発祥は古代と推定される能登上布。能登部地区を中心に昭和3年には25万8千反の生産量を誇っていましたが、合成繊維の登場で昭和35年頃には1万2千反にまで減ってしまいました。
石川県の無形文化財にも指定され生活の必需品から伝統工芸となりましたが、能登上布はその技の追及や道具の開発など先人の苦労によって築かれてきた稀有なる織物です。

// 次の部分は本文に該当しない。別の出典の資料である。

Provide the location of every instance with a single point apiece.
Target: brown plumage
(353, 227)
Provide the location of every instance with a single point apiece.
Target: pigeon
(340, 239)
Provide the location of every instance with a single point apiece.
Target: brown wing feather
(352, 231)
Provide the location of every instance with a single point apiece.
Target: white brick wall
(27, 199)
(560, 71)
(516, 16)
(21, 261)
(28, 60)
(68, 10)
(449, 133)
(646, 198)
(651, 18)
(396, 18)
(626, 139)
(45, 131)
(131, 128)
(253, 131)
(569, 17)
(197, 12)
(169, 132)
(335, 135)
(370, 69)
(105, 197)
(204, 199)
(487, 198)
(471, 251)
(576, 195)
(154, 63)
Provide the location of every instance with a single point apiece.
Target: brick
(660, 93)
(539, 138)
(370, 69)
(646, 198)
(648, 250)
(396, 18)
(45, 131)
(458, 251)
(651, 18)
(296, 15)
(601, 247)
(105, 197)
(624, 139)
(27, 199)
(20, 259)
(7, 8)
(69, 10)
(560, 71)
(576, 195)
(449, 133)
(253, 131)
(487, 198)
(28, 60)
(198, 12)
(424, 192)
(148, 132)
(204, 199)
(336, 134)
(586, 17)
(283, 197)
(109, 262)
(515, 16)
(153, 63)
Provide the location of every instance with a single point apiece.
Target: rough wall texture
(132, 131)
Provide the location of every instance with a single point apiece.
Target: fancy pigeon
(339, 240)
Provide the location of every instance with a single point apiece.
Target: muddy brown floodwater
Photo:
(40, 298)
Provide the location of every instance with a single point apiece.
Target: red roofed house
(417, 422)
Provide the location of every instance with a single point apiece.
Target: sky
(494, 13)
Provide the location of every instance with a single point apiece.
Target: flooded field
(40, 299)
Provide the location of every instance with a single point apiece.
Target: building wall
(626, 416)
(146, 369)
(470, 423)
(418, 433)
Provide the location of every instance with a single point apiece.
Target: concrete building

その技を伝承し、絶やさないためにと地元の女性十数名が能登上布会館で昔ながらの技法で手織りしています。そして上布の販売や作業の見学、機織り体験のお世話もしています。その中の一人、花澤久子さんにお話を伺いました。
好きだからこそ
大正生まれの花澤さんは子どもの頃から能登上布と共に人生を歩んで来た第一人者です。
昭和15年頃は仕事が無い時代で、能登部地区を中心に後山、矢駄、木津辺りまで、多くの農家が内職で機織りをしており、織元から男衆が自転車で各家まで糸を届けたそうです。家では朝の4時、5時から織っていたと言います。
子どもは学校へ出かける前に管巻きの手伝いをしました。
能登上布はとても手の込んだ下仕事を要します。麻糸を糸繰りし、緯糸と経糸を整経し、染め、乾燥、蒸しなどなんと20もの工程を経てやっと手織りにかかれます。それらの工程を織元の親方が采配し皆で分担します。親方は工程の担当者が休んだ時は代役に必ず花澤さんを指名したそうです。
いきなり言われて「そんなん出来ん」と言うと、「人がやれていること、なんで出来ん!」と言われながらも「手の皮が剥れ、手がカチャカチャになるほど、なんもかも習った」と述懐する花澤さん。
そうして全部の下仕事を経験して来た花澤さんは、「ひとつ、ひとつ覚えさせてもらった、それがご縁やった。親方が見込んで、仕込んでくれたお陰で今がある」と話します。そんな花澤さんの「能登上布はそんなに容易いものでは無いんや」という言葉にズシリと重みを感じます。それでもここまで続けて来たのは「やっぱり能登上布が好きやったんやね」と笑顔で話してくれました。
凄技
上布とは麻織物の中でも特に上質なものです。肌ざわりが良く夏の着物として重宝され、お盆には旦那様や奥様は上布の着物でお墓参りをしたと言います。
内職をしている家では、くず糸を拾って普段着用に織りましたが縞(しま)しか出来ません。絣(かすり)は柄(図案)が決まっているので、生地になった時にその柄になるように前もって糸を染めて織るのです。
花澤さんは、絣は伸びない糸を使っているが、どうかすると緩みがきてその調整が難しく、今はもう大きい柄の上布を織れる人はいないと言います。花澤さんがかつて仕上げたそんな逸品が能登上布会館に展示してあります。
その技の凄さは地元の織物工場の経営者が、「上布は凄い技や!ちょっと考えられん、ものすごく高度な技術なんだ」「我々に今からそれをやれと言ったら、宇宙に行けというくらいの事なんだよ」と話します。
伝承
上布を織る人がいなくなった今、大昔から続いている織物を絶やしたくないとの思いで集まる女性たち。
織りは柄さえ合わせられれば出来るようになるが、下仕事はどれも容易いことではない。弟子たちにその道理を教えなければと上布会館に足を運ぶ花澤さん。
高齢の師を仰ぎ休憩時間には和気藹々と、仕事中は黙々と手織りする女性たち。
織り姫となり、語り部となり、能登上布を繋いでいる。